I have to apply the method of variation of parameters to find a particular solution of the following system: $x' = A\vec x + \vec f(t)$ for
$$ A = \begin{bmatrix}
2 & -4 \\
1 & -2 \\
\end{bmatrix}
$$
and
$$ \vec f(t) = \begin{bmatrix}
\ln t \\
t\\
\end{bmatrix}
$$
To begin, we have to find the associated fundamental matrix, $\Phi (t)$. We calculate $\Phi (t)$ as follows:
$$det(\lambda I – A) = \begin{bmatrix}
\lambda – 2 & -4 \\
1 & \lambda + 2 \\
\end{bmatrix}$$
which yields the characteristic equation $(\lambda ^ 2 – 4) + 4 = \lambda ^2$; an eigenvalue of 0 with a defect of 1. The only eigenvector we have is that which corresponds to $\lambda = 0$, more specifically, $ \vec v_0 = [1 \quad \frac{1}{2}]^T$. To accommodate this defect, we seek out a length two chain, $(\vec v_1, \vec v_2)$, where each vector is linearly independent and the first lies in the eigenspace of $\vec v_0$. We find $\vec v_2$ by solving for $(A – \lambda I)^2 \vec v_2 = (A)^2 \vec v_2 = \vec 0$. $A^2$ is simply
$$\begin{bmatrix}
0 & 0 \\
0 & 0 \\
\end{bmatrix}$$
so we can choose any arbitrary $\vec v_2$, so I chose $v_2 = [1 \quad 0]^T$. We now find $\vec v_1$ by computing $(A – \lambda I)\vec v_2 = A \vec v_2 = \vec v_1$, which is
$$\vec v_1 = \begin{bmatrix}
2\\
1\\
\end{bmatrix}$$
which does indeed lie in the eigenspace of $\vec v_0$ ($\vec v_1 = 2 * \vec v_0$). We know that our solutions to the linear system will be of the form:
$$x_1 = \vec v_1 e^{\lambda t} = \vec v_1$$
$$x_2 = (\vec v_1 t + \vec v_2)e^{\lambda t} = \vec v_1 t + \vec v_2$$
Thus, the column vectors of our fundamental matrix are $x_1$ and $x_2$, so we conclude
$$\Phi (t) = \begin{bmatrix}
2 & 2t+1 \\
1 & t \\
\end{bmatrix}$$
Did I mess up anywhere?
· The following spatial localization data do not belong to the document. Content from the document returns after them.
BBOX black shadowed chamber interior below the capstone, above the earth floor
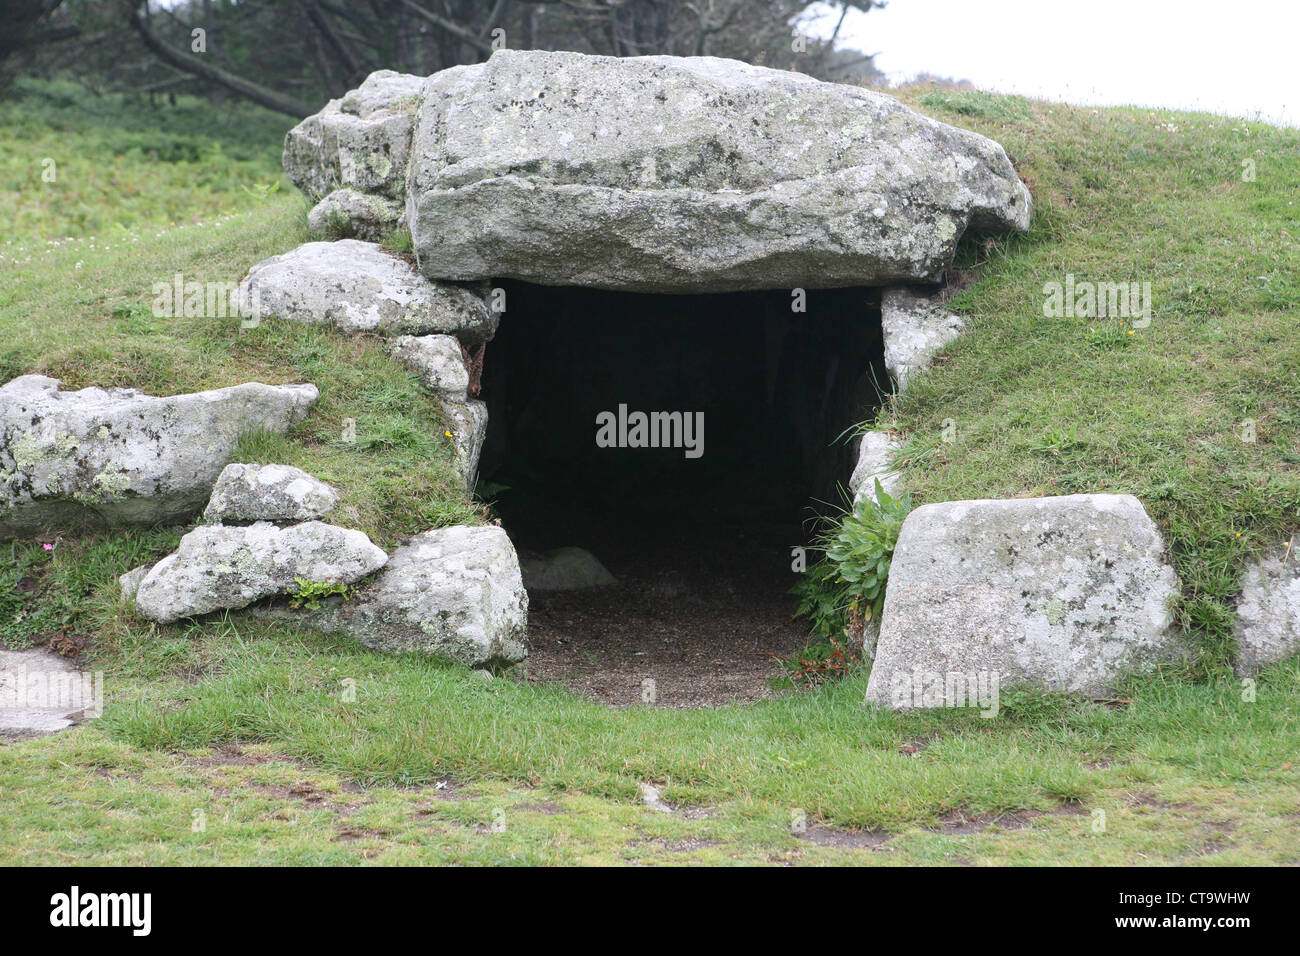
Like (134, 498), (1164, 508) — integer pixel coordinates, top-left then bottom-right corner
(480, 282), (885, 546)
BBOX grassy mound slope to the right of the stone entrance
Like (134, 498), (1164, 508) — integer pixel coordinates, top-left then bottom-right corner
(881, 91), (1300, 676)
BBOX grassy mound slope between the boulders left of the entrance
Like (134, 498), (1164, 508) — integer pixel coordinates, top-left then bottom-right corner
(0, 195), (477, 554)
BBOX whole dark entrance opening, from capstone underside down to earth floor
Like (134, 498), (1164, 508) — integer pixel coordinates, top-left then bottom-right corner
(480, 282), (888, 706)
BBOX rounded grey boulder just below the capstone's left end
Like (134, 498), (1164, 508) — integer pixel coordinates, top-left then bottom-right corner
(235, 239), (498, 341)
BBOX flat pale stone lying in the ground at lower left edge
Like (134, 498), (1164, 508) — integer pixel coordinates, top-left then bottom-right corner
(0, 649), (104, 740)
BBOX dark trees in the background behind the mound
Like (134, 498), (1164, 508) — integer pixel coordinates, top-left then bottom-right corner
(0, 0), (884, 117)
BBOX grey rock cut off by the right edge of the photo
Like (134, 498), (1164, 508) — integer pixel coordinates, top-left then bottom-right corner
(1235, 536), (1300, 678)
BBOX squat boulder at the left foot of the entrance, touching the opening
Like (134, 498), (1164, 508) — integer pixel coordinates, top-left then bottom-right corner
(330, 525), (528, 667)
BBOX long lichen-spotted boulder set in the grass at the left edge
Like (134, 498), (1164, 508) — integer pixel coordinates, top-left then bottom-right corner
(0, 375), (317, 538)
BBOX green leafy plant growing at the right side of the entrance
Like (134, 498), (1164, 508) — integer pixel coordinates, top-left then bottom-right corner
(792, 480), (911, 639)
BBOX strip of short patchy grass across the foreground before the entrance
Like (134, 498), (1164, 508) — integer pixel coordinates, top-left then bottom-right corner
(0, 618), (1300, 864)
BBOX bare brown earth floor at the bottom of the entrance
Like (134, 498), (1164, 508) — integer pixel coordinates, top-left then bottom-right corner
(524, 527), (809, 708)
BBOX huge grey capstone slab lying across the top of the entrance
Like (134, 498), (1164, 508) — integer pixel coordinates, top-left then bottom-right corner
(407, 49), (1031, 293)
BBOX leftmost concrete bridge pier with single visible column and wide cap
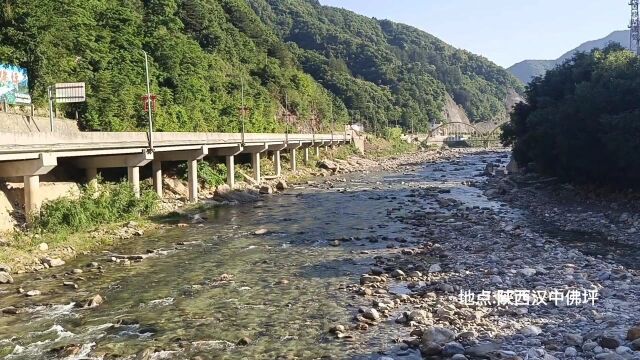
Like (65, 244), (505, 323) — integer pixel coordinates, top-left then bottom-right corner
(0, 153), (58, 222)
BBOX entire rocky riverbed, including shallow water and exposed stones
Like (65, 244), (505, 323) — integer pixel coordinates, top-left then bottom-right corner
(0, 152), (640, 360)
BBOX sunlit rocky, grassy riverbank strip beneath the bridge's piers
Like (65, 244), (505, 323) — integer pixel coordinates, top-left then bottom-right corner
(0, 142), (460, 274)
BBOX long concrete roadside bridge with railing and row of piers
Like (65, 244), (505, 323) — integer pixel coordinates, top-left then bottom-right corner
(0, 132), (352, 219)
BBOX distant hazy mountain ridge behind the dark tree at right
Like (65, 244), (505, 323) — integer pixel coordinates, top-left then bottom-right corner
(507, 30), (629, 84)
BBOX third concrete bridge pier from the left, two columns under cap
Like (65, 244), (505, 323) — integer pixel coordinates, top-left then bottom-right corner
(152, 146), (209, 202)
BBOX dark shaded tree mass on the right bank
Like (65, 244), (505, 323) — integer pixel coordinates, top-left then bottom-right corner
(502, 44), (640, 186)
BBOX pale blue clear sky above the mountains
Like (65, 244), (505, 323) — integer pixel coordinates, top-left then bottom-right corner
(320, 0), (631, 67)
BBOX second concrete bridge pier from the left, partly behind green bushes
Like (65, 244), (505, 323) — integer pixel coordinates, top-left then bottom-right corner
(75, 150), (153, 197)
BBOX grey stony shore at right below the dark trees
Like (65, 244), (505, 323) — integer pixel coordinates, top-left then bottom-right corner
(331, 154), (640, 360)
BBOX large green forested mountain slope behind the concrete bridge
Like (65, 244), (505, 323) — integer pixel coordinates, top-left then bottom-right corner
(0, 0), (522, 131)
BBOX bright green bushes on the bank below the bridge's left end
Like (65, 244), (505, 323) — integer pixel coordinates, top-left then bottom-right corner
(33, 182), (158, 233)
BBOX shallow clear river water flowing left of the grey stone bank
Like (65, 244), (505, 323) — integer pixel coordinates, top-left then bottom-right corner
(0, 153), (620, 359)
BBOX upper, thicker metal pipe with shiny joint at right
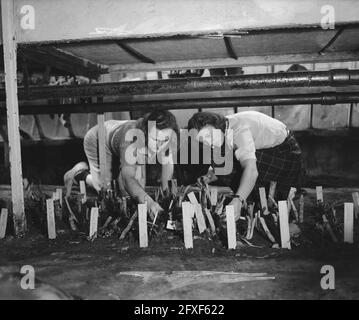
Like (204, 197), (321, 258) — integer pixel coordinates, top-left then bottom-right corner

Because I don't seem to be coming out with the correct answer. To find the particular solution, I then proceed to calculate $$x_p (t) = \Phi (t) \int_1^t {\Phi (t) }^{-1} f(t) dt$$ (provided that $x_p (a) = \vec 0$).
Best Answer
This sounds like a homework question, but you may or may not be aware of a cheat which has been used in systems theory for many years. In this case the equation $$\dot{x}(t) = Ax(t) + B(t)u(t),\ t\in[t,t_0]$$ is always solved by $$x(t) = e^{A(t-t_0)}x(t_0)+\int_{t_0}^te^{A(t-\tau)}B(\tau)u(\tau)\ d\tau,$$ for any time-invariant matrix $A$. If $A$ is diagonalizable, as is true in your case, then $$e^{At} = V \Lambda(t) V^{-1}$$ where $V$ is a matrix of the eigenvectors and $\Lambda$ is a diagonal matrix whose $i$th diagonal entry is $e^{\lambda_it}$, the eigenvalue for the $i$th eigenvector. In a more general case you can get $e^{At}$ through any one of a number of methods, though my favorite (and a very useful one) is the inverse Laplace transform of the resolvant: $$e^{At} = \mathcal{L}^{-1}(sI-A)^{-1}.$$ Furthermore you'll notice that the fundamental matrix here is exactly $\Phi(t) = e^{At}$, which is true for any constant $A$, and the state transition matrix is $\Psi(t,\tau) = e^{A(t-\tau)} = \Phi(t)\Phi(\tau)^{-1},$ as should be expected. You can thus verify your answer for $\Phi$ by cross checking it with another method of calculating or approximating $e^{At}$.